Air travel is not the problem. In terms of transport, shipping cheap goods around the world's oceans and people holidaying on luxury liners is[i] properly environmentally damaging. The CO2 we as individuals introduce on our annual holiday is a tiny fraction. So let's keep things in perspective.
Well if you want to put it in perspective..
Imagine that you make one intercontinental trip per year by plane. How much energy does that cost?
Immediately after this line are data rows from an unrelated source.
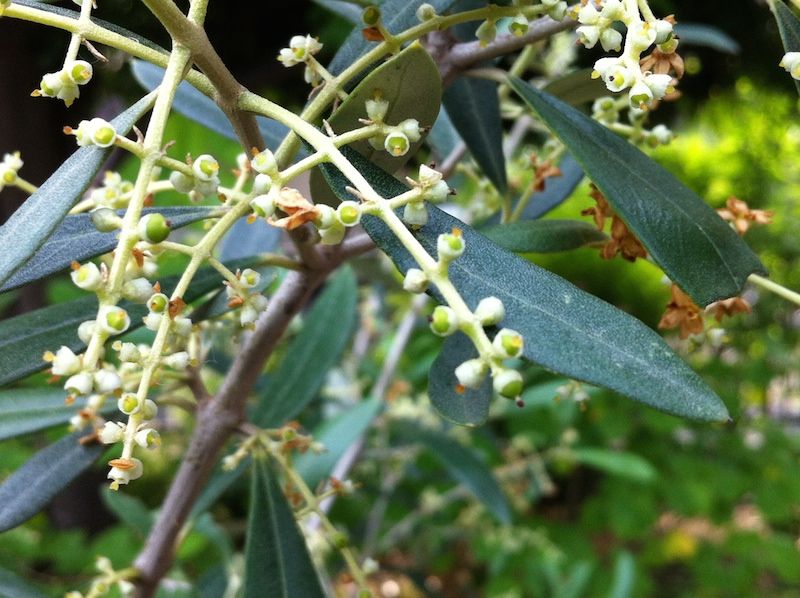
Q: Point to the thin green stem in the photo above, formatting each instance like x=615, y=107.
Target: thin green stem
x=774, y=287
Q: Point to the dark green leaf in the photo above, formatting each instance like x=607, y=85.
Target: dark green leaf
x=12, y=586
x=543, y=236
x=36, y=219
x=25, y=338
x=130, y=510
x=577, y=87
x=337, y=434
x=569, y=331
x=467, y=408
x=194, y=105
x=220, y=481
x=624, y=576
x=474, y=109
x=28, y=490
x=789, y=27
x=76, y=239
x=347, y=10
x=466, y=468
x=626, y=465
x=694, y=246
x=277, y=563
x=71, y=14
x=443, y=137
x=397, y=15
x=700, y=34
x=25, y=410
x=246, y=239
x=326, y=331
x=411, y=83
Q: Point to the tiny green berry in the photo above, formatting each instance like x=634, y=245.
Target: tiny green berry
x=349, y=213
x=153, y=228
x=444, y=321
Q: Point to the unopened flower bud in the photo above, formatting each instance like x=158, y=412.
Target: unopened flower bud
x=349, y=213
x=415, y=281
x=64, y=362
x=87, y=277
x=425, y=12
x=128, y=403
x=79, y=384
x=264, y=163
x=471, y=373
x=397, y=143
x=508, y=343
x=508, y=383
x=112, y=432
x=86, y=331
x=205, y=167
x=371, y=15
x=147, y=438
x=490, y=311
x=444, y=321
x=249, y=278
x=181, y=182
x=519, y=25
x=79, y=71
x=114, y=320
x=376, y=109
x=153, y=228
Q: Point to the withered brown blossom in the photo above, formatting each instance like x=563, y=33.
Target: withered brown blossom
x=682, y=313
x=623, y=242
x=741, y=216
x=297, y=208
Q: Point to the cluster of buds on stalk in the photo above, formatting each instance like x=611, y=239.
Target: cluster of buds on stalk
x=624, y=72
x=64, y=84
x=203, y=181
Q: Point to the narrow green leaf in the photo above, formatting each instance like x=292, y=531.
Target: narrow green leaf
x=469, y=407
x=789, y=28
x=578, y=87
x=466, y=468
x=277, y=563
x=129, y=509
x=411, y=83
x=337, y=434
x=194, y=105
x=72, y=14
x=474, y=109
x=28, y=490
x=397, y=16
x=694, y=246
x=76, y=239
x=624, y=576
x=12, y=586
x=543, y=236
x=568, y=330
x=25, y=338
x=326, y=331
x=36, y=219
x=25, y=410
x=626, y=465
x=701, y=34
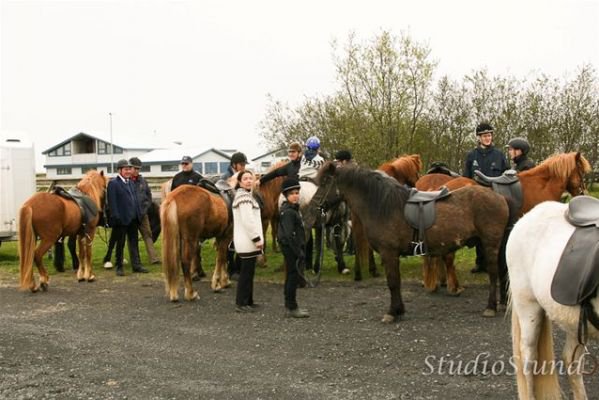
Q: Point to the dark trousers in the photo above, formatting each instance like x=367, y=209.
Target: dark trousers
x=291, y=278
x=122, y=233
x=245, y=283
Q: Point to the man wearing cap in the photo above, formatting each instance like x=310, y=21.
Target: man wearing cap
x=291, y=169
x=491, y=162
x=238, y=163
x=187, y=176
x=144, y=197
x=291, y=237
x=518, y=149
x=125, y=214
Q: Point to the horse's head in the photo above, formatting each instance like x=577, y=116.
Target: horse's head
x=575, y=183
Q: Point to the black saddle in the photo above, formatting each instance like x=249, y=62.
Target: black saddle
x=420, y=214
x=508, y=185
x=576, y=279
x=88, y=208
x=583, y=211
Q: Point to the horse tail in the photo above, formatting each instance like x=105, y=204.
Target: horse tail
x=26, y=247
x=170, y=248
x=545, y=382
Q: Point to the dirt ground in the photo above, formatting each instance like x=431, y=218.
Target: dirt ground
x=121, y=339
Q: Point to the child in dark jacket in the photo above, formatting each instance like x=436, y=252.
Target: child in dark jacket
x=291, y=238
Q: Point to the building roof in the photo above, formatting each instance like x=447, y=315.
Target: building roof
x=174, y=154
x=127, y=143
x=269, y=153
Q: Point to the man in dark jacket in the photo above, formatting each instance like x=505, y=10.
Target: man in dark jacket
x=291, y=169
x=144, y=197
x=125, y=214
x=518, y=149
x=291, y=237
x=187, y=176
x=491, y=162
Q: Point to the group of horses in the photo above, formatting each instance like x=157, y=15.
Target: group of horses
x=471, y=214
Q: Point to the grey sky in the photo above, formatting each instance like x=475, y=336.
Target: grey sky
x=199, y=71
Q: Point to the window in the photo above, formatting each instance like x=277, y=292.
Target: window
x=169, y=167
x=211, y=168
x=63, y=171
x=223, y=166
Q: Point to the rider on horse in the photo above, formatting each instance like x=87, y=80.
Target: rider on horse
x=518, y=149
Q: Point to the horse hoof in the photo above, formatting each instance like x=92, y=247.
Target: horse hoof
x=456, y=292
x=488, y=313
x=388, y=319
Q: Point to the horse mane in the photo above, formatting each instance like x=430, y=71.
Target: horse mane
x=88, y=185
x=406, y=168
x=560, y=166
x=384, y=194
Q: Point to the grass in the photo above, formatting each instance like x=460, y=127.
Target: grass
x=410, y=266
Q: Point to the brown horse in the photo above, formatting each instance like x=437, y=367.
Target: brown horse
x=406, y=170
x=548, y=181
x=469, y=215
x=191, y=214
x=432, y=267
x=50, y=217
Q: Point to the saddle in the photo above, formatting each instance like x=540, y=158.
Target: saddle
x=508, y=185
x=420, y=214
x=88, y=208
x=576, y=279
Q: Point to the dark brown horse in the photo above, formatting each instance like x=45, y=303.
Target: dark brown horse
x=406, y=170
x=188, y=215
x=548, y=181
x=469, y=215
x=50, y=217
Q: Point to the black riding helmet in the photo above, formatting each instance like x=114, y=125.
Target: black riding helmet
x=238, y=158
x=519, y=143
x=484, y=127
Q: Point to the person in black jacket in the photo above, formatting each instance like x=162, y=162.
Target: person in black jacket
x=291, y=238
x=291, y=169
x=144, y=196
x=125, y=214
x=518, y=149
x=187, y=176
x=491, y=162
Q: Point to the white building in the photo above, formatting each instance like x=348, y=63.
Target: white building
x=73, y=157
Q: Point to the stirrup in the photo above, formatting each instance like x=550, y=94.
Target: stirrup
x=418, y=248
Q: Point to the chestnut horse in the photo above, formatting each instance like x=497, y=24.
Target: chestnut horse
x=548, y=181
x=469, y=215
x=50, y=217
x=405, y=170
x=188, y=215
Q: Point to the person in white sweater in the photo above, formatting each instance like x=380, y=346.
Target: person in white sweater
x=311, y=161
x=247, y=238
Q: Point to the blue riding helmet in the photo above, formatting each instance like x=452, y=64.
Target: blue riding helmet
x=313, y=143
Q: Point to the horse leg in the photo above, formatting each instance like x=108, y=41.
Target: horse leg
x=318, y=244
x=491, y=256
x=429, y=273
x=573, y=357
x=391, y=262
x=38, y=258
x=188, y=256
x=453, y=286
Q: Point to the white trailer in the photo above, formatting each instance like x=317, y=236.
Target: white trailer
x=17, y=180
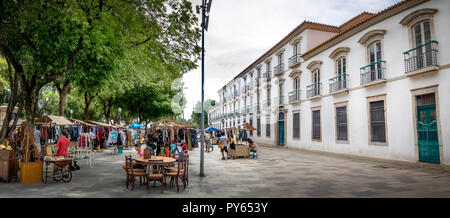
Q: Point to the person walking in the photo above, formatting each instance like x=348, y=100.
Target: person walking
x=223, y=142
x=232, y=148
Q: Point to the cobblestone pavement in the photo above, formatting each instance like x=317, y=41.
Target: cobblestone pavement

A Boeing 747-400 with 240 000 litres of fuel carries 416 passengers about 8 800 miles (14 200 km). And fuel’s calorific value is 10 kWh per litre. (We learned that in Chapter 3.) So the energy cost of one full-distance round trip on such a plane, if divided equally among the passengers, is
2 × 240 000 litre/ 416 passengers× 10 kWh/litre ≈ 12 000 kWh per passenger
If you make one such trip per year, then your average energy consumption per day is
12 000 kWh /365 ≈ 33 kWh/day
14 200 km is a little further than London to Cape Town (10 000 km) and
London to Los Angeles (9000km), so I think we’ve slightly overestimated
the distance of a typical long-range intercontinental trip; but we’ve also overestimated the fullness of the plane, and the energy cost per person is more if the plane’s not full. Scaling down by 10 000 km/14 200 km to get an estimate for Cape Town, then up again by 100/80 to allow for the plane’s being 80% full, we arrive at 29 kWh per day. For ease of memorization, I’ll round this up to 30 kWh per day.
Let’s make clear what this means. Flying once per year has an energy
cost slightly bigger than leaving a 1 kW electric fire on, non-stop, 24 hours a day, all year.
Source: http://www.withouthotair.com/
Of course plenty more people fly short haul, but at least it gives a starting figure for energy consumption.